An interesting verdict comes today from the Federal Court of Justice regarding the Network Enforcement Act. In the context of an appeal against a decision of the Higher Regional Court of Frankfurt am Main, the latter ruled that a grant procedure in accordance with Paragraph 14(14) of the Case should be 3 – 5 TMG for a civil case within the meaning of Article 1(1) 1 Brussels-Ia-VO.
The reason for this is that Paragraph 14(4) of the 3 – 5 TMG is a piece of legislation which, in a democratic society, is a necessary and proportionate measure to protect the measure set out in Article 23(2) of the Convention. 1 book. j GDPR, Article 6(d). 4 GDPR.
From this, the BGH concludes that service providers within the meaning of Section 14 para. 3 TMG are all service providers within the meaning of Paragraph 2 sentence 1 no. 1 TMG, and not only social networks.
Both the Regional Court of Frankfurt and the competent Higher Regional Court refused to provide information on personal information assigned to Facebook accounts, which the applicant referred to as, among other things, the “biggest slut” and “disgrace for the family”. The Federal Court of Justice, quite surprisingly, saw the legal situation differently:
In the applicant’s favour, it must be assumed that the data protection provisions of the Telemedia Act apply to messengers (Section 1 (1), Section 11 (3) TMG; below is a).

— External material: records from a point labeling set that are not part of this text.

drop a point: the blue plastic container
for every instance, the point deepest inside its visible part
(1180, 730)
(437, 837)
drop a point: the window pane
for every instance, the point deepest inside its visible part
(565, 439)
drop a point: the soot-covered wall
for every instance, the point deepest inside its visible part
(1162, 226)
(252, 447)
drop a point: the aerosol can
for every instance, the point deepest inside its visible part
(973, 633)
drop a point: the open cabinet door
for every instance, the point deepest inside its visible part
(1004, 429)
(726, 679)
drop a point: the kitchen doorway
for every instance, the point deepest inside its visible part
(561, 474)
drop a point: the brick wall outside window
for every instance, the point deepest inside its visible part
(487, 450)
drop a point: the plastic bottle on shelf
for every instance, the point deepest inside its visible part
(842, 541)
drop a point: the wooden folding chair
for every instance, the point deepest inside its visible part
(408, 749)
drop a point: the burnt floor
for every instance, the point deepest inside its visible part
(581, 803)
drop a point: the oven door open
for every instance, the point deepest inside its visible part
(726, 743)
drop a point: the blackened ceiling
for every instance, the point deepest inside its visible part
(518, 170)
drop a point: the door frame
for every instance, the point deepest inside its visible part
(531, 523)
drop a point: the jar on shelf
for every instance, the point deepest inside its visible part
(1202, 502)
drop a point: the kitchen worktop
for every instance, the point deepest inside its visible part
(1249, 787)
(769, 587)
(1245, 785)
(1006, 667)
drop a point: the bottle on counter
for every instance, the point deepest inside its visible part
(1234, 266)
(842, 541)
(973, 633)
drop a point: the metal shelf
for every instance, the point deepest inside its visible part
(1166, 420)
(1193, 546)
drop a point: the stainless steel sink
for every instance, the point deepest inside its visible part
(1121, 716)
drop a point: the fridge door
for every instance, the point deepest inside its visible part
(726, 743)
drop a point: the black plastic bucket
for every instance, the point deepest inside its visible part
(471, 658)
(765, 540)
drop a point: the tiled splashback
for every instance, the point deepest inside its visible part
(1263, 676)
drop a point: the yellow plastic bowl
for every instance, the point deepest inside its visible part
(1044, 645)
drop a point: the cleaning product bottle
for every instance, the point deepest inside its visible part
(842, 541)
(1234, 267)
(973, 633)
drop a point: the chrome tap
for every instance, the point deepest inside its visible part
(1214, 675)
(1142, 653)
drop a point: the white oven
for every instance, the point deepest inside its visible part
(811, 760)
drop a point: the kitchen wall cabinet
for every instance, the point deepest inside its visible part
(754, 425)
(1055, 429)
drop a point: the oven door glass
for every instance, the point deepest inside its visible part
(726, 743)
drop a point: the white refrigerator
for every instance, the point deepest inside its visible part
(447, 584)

The BGH therefore referred the proceedings in accordance with Paragraph 74(4) of the 6 Set 2 FamFG back.
If the court of appeal can convince itself that the messenger of the parties is a telemedia, it may be determined of its own motion (Section 26 et seq. FamFG) and to verify (Section 37 FamFG) whether, when and to whom of the user accounts at issue illegal content within the meaning of Section 1 para. 3 NetzDG.
The ruling could still have a huge impact on future dealings with, for example, Messenger or other platforms and services.